New Delhi, Nov 17: Delhi is gearing up for a feast of qawwali with singers from across the world set to arrive here for an event that claims to be the first International Qawwali Festival.
Qawwali singers from India and Pakistan presented soulful renditions of sufi music at India Islamic Centre here recently providing a glimpse of the festival titled "Taali Ho," which aims to reinforce a notion that music is not restricted to any borders.
The festival is scheduled to be held from February 12-14 here next year.
"The world of music is completely different. For us, being a Hindu or a Muslim, Jain or Christian is immaterial. When we get together, we meet like we are brothers, like we are family," says Ghulam Sabir Nizami of Delhi's "Nizami brothers".

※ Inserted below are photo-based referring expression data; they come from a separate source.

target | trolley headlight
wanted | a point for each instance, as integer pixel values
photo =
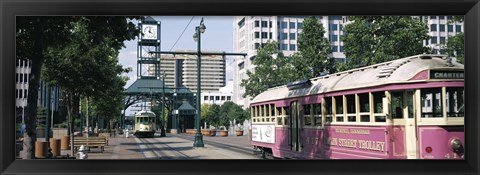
(456, 145)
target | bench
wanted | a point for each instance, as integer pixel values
(90, 142)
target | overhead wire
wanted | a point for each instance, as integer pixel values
(182, 33)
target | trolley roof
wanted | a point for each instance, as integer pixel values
(397, 71)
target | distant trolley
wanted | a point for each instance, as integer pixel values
(409, 108)
(145, 124)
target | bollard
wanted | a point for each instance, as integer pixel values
(40, 149)
(55, 146)
(65, 141)
(82, 152)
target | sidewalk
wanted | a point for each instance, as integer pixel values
(118, 148)
(173, 146)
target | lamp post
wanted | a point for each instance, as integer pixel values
(162, 131)
(197, 37)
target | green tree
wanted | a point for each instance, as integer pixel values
(213, 116)
(34, 35)
(87, 65)
(375, 39)
(313, 56)
(455, 46)
(205, 110)
(272, 69)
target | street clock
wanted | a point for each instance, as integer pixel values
(149, 32)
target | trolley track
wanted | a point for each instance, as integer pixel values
(220, 145)
(153, 148)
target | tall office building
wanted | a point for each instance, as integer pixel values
(181, 70)
(22, 76)
(251, 32)
(440, 29)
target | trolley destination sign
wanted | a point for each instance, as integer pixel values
(447, 74)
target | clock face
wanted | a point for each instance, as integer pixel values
(149, 31)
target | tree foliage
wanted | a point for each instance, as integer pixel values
(271, 69)
(455, 46)
(374, 39)
(80, 56)
(314, 53)
(222, 115)
(33, 36)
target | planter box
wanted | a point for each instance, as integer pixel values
(213, 133)
(191, 131)
(223, 133)
(205, 132)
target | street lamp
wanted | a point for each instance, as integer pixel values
(162, 132)
(197, 37)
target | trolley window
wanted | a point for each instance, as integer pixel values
(328, 106)
(307, 117)
(351, 113)
(455, 102)
(364, 102)
(306, 109)
(339, 117)
(431, 100)
(397, 105)
(378, 106)
(317, 111)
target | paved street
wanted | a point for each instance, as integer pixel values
(174, 146)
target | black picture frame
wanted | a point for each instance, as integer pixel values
(9, 9)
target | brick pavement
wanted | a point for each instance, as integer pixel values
(171, 147)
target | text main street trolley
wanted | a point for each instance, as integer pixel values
(410, 108)
(145, 124)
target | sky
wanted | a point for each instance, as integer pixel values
(218, 36)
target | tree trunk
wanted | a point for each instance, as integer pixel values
(30, 135)
(73, 110)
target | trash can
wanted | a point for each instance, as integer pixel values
(40, 149)
(55, 146)
(65, 140)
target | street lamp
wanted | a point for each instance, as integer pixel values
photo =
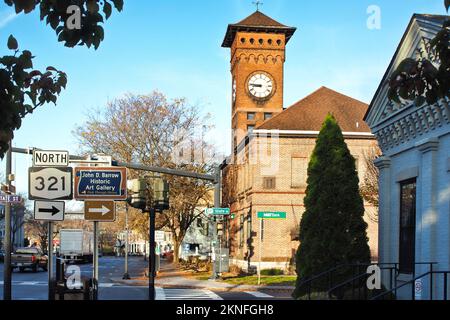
(159, 202)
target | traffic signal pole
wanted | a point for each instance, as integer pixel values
(7, 240)
(152, 257)
(217, 204)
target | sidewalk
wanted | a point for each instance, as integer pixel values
(170, 277)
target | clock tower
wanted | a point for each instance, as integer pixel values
(258, 46)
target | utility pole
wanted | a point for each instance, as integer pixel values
(126, 276)
(7, 240)
(152, 256)
(217, 204)
(95, 260)
(51, 295)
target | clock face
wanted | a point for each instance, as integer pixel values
(260, 86)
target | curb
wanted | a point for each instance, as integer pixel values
(240, 288)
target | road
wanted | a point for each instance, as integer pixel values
(33, 286)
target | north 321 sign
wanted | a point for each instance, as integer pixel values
(50, 183)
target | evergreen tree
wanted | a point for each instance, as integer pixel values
(332, 229)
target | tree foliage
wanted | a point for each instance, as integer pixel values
(332, 228)
(150, 129)
(425, 80)
(369, 187)
(56, 14)
(23, 89)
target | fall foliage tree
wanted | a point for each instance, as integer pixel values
(155, 131)
(369, 186)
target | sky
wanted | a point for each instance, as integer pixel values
(174, 46)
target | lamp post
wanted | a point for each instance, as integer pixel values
(159, 201)
(126, 276)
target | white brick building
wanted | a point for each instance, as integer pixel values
(414, 216)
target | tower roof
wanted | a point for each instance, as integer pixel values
(310, 112)
(256, 22)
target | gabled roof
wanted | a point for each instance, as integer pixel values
(421, 19)
(256, 22)
(309, 113)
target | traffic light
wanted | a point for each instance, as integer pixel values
(160, 189)
(138, 197)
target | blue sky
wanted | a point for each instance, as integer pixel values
(175, 47)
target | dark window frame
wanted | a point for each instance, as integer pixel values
(269, 183)
(407, 247)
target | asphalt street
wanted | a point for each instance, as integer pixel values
(33, 286)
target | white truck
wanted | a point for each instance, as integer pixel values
(76, 245)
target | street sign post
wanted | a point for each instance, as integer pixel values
(218, 211)
(10, 198)
(264, 215)
(49, 210)
(271, 215)
(101, 183)
(102, 211)
(159, 236)
(50, 183)
(42, 158)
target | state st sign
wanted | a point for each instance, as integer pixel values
(100, 183)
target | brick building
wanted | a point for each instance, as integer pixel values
(267, 171)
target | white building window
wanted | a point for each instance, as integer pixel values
(299, 172)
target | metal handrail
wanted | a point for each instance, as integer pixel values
(362, 275)
(412, 282)
(329, 273)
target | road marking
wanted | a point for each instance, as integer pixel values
(259, 294)
(186, 294)
(160, 294)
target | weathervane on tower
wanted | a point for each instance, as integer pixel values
(257, 4)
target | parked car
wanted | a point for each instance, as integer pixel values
(32, 258)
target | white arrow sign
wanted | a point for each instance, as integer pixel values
(49, 210)
(103, 210)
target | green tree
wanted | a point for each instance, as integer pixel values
(425, 80)
(332, 229)
(22, 90)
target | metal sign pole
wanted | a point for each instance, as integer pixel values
(95, 260)
(260, 251)
(216, 205)
(152, 258)
(7, 240)
(50, 261)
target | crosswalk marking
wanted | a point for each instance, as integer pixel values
(259, 294)
(185, 294)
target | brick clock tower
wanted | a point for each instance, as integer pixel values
(258, 45)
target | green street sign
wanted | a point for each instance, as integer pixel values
(271, 215)
(218, 211)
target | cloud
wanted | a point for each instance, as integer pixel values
(6, 17)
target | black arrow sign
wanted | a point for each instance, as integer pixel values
(53, 210)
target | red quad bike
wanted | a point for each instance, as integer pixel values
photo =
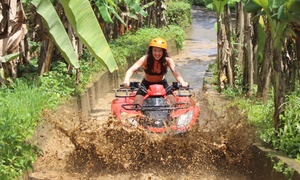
(156, 114)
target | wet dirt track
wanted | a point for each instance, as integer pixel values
(97, 148)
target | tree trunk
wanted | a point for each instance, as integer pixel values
(298, 53)
(229, 49)
(221, 65)
(239, 31)
(265, 71)
(248, 57)
(279, 87)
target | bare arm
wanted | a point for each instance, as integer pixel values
(176, 73)
(132, 69)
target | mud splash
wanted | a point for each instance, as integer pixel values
(217, 147)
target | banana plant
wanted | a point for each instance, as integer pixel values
(83, 20)
(106, 8)
(279, 15)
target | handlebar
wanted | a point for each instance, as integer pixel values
(175, 85)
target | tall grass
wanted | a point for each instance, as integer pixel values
(21, 105)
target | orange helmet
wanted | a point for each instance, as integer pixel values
(159, 42)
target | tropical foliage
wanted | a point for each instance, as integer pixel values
(260, 57)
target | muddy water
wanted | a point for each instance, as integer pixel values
(98, 148)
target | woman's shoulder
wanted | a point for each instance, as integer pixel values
(169, 59)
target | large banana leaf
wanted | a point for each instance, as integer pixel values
(56, 30)
(83, 20)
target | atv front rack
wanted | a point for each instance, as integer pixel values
(138, 107)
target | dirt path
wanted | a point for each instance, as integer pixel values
(97, 148)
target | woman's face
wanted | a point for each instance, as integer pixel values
(157, 53)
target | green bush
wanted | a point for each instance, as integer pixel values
(131, 46)
(179, 14)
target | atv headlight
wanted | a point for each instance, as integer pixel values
(185, 119)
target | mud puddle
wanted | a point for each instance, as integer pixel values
(217, 148)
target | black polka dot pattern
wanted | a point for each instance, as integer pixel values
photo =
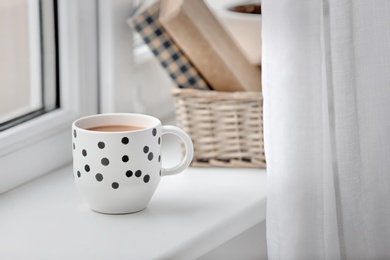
(99, 177)
(101, 145)
(138, 173)
(125, 140)
(105, 161)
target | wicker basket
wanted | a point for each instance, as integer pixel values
(225, 127)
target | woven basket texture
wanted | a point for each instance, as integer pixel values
(225, 127)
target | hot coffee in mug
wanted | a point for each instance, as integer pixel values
(117, 160)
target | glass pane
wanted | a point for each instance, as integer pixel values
(28, 80)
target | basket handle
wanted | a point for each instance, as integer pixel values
(189, 147)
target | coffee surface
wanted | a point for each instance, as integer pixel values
(115, 128)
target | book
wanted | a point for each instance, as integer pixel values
(208, 46)
(172, 59)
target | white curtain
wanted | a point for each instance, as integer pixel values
(326, 80)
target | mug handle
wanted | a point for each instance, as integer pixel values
(169, 129)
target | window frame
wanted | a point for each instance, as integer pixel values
(42, 144)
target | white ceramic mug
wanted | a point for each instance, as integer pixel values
(117, 172)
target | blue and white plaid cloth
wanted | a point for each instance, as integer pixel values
(166, 51)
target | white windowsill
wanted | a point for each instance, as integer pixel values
(189, 215)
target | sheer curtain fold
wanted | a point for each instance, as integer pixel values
(326, 88)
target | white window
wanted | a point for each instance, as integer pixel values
(62, 83)
(98, 71)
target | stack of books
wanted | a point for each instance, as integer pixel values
(194, 48)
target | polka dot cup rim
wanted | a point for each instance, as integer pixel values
(145, 122)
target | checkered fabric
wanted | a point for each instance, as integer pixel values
(166, 51)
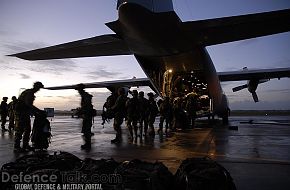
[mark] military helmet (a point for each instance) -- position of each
(135, 93)
(80, 86)
(38, 85)
(150, 94)
(141, 94)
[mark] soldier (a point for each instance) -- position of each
(153, 111)
(119, 114)
(87, 115)
(110, 101)
(132, 106)
(144, 111)
(23, 109)
(11, 113)
(165, 115)
(4, 112)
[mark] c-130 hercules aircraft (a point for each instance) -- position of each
(172, 53)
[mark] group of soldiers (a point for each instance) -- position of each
(19, 112)
(138, 112)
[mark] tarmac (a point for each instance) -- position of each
(254, 149)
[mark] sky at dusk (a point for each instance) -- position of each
(31, 24)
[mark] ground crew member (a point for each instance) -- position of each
(153, 111)
(132, 107)
(144, 111)
(119, 110)
(23, 110)
(11, 113)
(4, 112)
(165, 115)
(86, 114)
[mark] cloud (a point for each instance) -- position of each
(24, 76)
(247, 42)
(48, 66)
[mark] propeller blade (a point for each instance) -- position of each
(238, 88)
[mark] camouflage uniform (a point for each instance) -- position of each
(87, 116)
(132, 106)
(165, 115)
(11, 113)
(119, 114)
(4, 112)
(23, 110)
(143, 111)
(153, 111)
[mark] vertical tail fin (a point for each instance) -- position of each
(152, 5)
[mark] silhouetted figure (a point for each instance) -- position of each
(153, 111)
(24, 108)
(119, 114)
(107, 114)
(179, 115)
(191, 109)
(40, 136)
(165, 110)
(11, 113)
(144, 112)
(132, 107)
(4, 113)
(87, 114)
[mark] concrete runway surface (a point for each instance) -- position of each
(257, 153)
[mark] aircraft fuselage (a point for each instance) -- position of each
(166, 55)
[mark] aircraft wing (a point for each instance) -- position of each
(254, 74)
(108, 84)
(104, 45)
(228, 29)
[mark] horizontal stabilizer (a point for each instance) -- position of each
(105, 45)
(238, 88)
(229, 29)
(107, 84)
(254, 74)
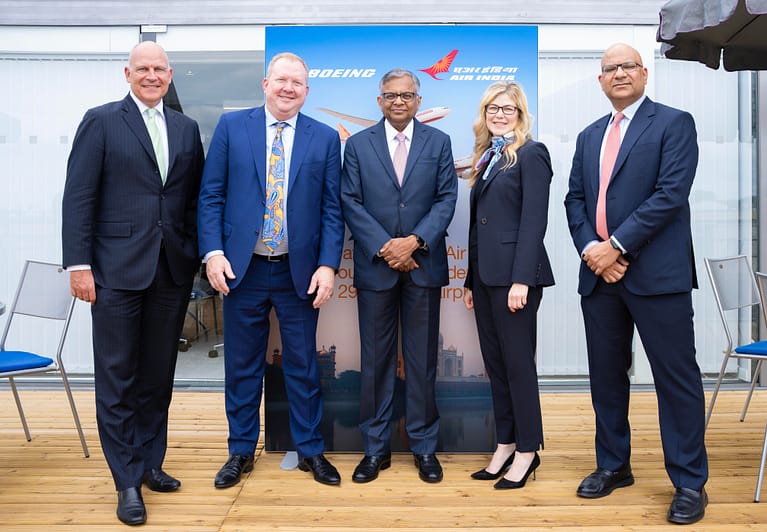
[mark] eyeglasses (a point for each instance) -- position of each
(629, 67)
(493, 109)
(405, 96)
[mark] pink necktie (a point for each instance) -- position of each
(608, 163)
(400, 157)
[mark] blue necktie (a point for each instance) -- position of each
(157, 144)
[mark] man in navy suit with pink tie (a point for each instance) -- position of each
(398, 189)
(629, 216)
(130, 242)
(271, 231)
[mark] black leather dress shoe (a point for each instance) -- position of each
(130, 507)
(688, 506)
(369, 467)
(429, 468)
(159, 480)
(324, 472)
(230, 473)
(484, 474)
(602, 482)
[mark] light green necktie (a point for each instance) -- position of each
(157, 144)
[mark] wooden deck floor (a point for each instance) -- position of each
(47, 485)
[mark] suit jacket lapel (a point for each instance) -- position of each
(301, 143)
(137, 125)
(255, 125)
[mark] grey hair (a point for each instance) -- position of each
(399, 73)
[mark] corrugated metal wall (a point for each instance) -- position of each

Hailing from the Sikandrabad Gharana, the Nizami Brothers are among the most popular Qawwali singers in Astana Gayki as well as the modern Qawwali tradition.
While throwing light on Qawwali as a genre of music with its distinct character for worship and spiritual advancement, the event is also set to showcase the evolution that Qawwali has undergone with artistes performing a fusion of old genre of music with a modern touch.
For Fareed Ayaz, Abu Muhammad Qawwal and Brothers, India is a land where love surpasses hatred by multiple times. "Despite what ('growing intolerance') has been happening in India for the last 10-15 days, Fareed Ayaz is present in Delhi. I know that in Delhi and in India there are many who love me.
When I have hundreds who love me, why should I be scared of a few violent elements. In fact I will try to teach those few the language of love too. Music is the language of love and it is not even remotely associated with any form of hatred or violence and it is through Qawwali that we are trying to spread love and peace," says Ayaz.